Desktop screenshot tools support many capture types, and sometimes this includes taking an image of a full web page, even when it doesn’t fit on the screen.
Sounds great, but it’s extremely difficult for a third-party tool to make this happen consistently with all browsers and web pages, and often it just won’t work.
Switching to a browser extension like Chrome’s Open Screenshot can be a smarter solution, because it has more access to its host’s web content, and doesn’t need to try and support everything else.
Trying it out is as easy as clicking Open Screenshot’s address bar button, selecting “All page screenshot”, and watching as your page is automatically scrolled horizontally and/ or vertically in screen-sized steps.
Once it’s done, the full-length shot is displayed in a preview pane, and you can save it as a local PNG file with a click.

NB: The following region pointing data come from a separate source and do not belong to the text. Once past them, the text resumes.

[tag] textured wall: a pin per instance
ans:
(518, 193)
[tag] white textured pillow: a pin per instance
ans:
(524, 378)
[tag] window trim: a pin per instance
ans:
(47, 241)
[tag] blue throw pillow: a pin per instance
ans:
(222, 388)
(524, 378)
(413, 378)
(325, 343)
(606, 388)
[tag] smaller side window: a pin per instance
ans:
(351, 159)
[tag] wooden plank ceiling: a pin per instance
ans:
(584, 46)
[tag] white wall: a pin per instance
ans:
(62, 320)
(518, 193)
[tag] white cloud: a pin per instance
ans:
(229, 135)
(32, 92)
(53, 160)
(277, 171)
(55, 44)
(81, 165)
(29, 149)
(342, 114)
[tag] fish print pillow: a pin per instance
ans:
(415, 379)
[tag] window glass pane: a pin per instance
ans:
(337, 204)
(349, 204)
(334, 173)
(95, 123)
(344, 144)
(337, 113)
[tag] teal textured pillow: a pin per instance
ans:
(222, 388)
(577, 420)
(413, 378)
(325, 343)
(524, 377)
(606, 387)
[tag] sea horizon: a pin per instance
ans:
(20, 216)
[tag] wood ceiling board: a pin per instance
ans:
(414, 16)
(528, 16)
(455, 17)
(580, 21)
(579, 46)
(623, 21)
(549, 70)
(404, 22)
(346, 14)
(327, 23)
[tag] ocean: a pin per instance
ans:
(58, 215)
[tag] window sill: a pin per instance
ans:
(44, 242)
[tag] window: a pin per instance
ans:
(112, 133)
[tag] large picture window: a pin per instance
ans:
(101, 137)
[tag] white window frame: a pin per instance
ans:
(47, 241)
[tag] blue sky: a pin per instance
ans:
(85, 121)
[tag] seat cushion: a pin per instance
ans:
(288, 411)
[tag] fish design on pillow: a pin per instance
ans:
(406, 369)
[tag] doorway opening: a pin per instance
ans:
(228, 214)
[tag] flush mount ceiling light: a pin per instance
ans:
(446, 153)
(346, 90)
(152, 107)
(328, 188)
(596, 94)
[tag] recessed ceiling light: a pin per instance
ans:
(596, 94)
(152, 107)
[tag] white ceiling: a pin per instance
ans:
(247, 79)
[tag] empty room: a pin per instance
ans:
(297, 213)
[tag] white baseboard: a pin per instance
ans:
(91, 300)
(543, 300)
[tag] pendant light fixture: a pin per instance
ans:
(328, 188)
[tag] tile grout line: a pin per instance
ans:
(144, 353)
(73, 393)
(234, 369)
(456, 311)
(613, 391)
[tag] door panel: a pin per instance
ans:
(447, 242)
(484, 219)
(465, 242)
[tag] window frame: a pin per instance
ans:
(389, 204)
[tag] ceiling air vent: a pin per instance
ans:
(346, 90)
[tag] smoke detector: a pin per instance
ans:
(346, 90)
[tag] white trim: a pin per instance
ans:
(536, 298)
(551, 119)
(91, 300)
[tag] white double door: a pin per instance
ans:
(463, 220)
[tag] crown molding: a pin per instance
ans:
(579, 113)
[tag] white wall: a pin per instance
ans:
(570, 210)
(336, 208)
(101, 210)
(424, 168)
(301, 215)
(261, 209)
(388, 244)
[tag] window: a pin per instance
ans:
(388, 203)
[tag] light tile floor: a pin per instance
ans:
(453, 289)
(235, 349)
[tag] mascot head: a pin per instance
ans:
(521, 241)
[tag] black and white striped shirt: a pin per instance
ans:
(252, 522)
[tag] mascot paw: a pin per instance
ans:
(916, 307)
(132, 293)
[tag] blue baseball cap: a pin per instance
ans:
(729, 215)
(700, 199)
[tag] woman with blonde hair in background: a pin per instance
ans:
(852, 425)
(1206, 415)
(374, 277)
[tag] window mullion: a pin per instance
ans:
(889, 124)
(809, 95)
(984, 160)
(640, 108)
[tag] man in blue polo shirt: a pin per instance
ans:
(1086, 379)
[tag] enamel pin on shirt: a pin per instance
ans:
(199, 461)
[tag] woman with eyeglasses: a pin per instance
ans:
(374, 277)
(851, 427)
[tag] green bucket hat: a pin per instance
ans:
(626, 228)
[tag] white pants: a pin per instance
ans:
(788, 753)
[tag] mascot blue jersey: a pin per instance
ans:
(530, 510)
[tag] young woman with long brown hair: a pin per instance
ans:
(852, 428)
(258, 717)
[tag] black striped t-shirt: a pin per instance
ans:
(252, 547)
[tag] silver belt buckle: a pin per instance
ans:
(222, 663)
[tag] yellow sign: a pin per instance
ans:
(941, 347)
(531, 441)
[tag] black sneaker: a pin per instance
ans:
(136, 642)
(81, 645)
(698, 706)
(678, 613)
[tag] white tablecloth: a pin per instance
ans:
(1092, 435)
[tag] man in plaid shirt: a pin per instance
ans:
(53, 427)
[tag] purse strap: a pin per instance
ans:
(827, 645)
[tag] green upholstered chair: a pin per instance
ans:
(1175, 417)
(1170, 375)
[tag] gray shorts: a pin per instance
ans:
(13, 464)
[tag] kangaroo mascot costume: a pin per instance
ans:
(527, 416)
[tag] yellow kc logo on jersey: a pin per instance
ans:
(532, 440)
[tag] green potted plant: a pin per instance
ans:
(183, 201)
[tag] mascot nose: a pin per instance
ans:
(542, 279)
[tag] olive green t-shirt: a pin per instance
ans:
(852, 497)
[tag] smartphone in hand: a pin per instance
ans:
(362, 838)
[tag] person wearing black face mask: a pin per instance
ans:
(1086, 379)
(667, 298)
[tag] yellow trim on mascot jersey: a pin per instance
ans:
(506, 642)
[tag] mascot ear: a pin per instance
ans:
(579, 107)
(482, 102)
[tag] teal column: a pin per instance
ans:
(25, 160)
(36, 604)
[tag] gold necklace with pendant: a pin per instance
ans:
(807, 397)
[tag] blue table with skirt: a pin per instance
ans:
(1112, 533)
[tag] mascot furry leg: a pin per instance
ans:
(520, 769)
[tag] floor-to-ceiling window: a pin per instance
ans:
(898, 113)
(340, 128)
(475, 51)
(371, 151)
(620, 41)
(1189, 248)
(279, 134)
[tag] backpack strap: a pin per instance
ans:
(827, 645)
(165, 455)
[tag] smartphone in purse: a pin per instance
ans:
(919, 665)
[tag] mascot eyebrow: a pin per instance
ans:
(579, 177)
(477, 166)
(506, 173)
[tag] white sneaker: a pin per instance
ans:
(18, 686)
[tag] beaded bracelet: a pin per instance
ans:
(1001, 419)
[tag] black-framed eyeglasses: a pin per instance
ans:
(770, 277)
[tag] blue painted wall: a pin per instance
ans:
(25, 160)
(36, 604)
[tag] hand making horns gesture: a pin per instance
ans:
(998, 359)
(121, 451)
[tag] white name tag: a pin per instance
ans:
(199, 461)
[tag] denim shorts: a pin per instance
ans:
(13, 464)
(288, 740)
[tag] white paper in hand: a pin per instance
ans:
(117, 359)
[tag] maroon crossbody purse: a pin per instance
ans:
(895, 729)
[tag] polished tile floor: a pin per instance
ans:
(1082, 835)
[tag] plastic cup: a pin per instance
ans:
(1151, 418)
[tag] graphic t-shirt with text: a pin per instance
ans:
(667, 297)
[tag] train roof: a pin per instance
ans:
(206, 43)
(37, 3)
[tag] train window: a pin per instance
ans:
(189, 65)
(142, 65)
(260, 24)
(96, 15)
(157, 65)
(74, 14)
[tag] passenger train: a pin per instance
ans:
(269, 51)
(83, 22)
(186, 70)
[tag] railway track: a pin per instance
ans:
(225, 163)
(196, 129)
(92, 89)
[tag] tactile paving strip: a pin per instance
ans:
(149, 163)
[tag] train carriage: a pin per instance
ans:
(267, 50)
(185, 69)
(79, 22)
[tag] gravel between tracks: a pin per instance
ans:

If you don’t have a reliable web page capture tool then that’s worth having all on its own, but it’s also just the start of Open Screenshot’s abilities.
The extension supports plenty of other capture types, such as grabbing the visible area of the screen, a region, your desktop, webcam and more.
Captured images may be annotated with basic shapes and text captions, and sensitive details can be obscured with the “spray”.
Once you’re happy, the finished results can be saved locally, exported as PDFs, attached to Gmail messages or sent directly as emails, uploaded to Google Drive, posted to Facebook/ Twitter/ VK/ Google Plus/ Pinterest/ Blogger/ Tumblr and more.
Open Screenshot is a free extension for Google Chrome.